The coffee industry has fundamentally changed over the years as a consequence of social, environmental and economic factors, resulting in an ever evolving coffee culture. This is recognised in coffee circles as the three waves of coffee: a somewhat overlapping shift in coffee culture, appreciation and consumerism brought about by the desire for change.
The first wave began in the 19th century where coffee was treated as a commodity driven for mass consumption - post World War II freeze dried coffee was found everywhere as the instant ‘pick me up’. The second wave was a period of cultural proliferation, beginning in the 1960s and moving through to the Starbucks, regionally labelled coffee and the introduction of the triple-grande-non-fat extra-hot-no-foam-caramel-latte. The global chain formula required the need for consistency, scale and branding, in other words, homogeneity.

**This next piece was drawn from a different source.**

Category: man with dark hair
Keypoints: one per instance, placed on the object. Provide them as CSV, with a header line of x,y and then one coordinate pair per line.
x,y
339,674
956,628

Trish Rothgeb of Wrecking Ball Coffee Roasters in the US first wrote about the Third Wave of Coffee in the ‘90s. Rothgeb postulated that it was this homogeneity—or, rather, a rebellion against it—that birthed the Third Wave. The third wave is focused on craftsmanship; where beans are sourced from farms instead of countries and roasting is about bringing out unique characteristics of a bean (instead of cremating them!). The third wave coffee industry is in the throes of achieving the same level of detail and understanding from bean to cup that wine connosiuiers have demanded for decades - farm, harvest, processing style, roast date, coffee variety and tasting notes.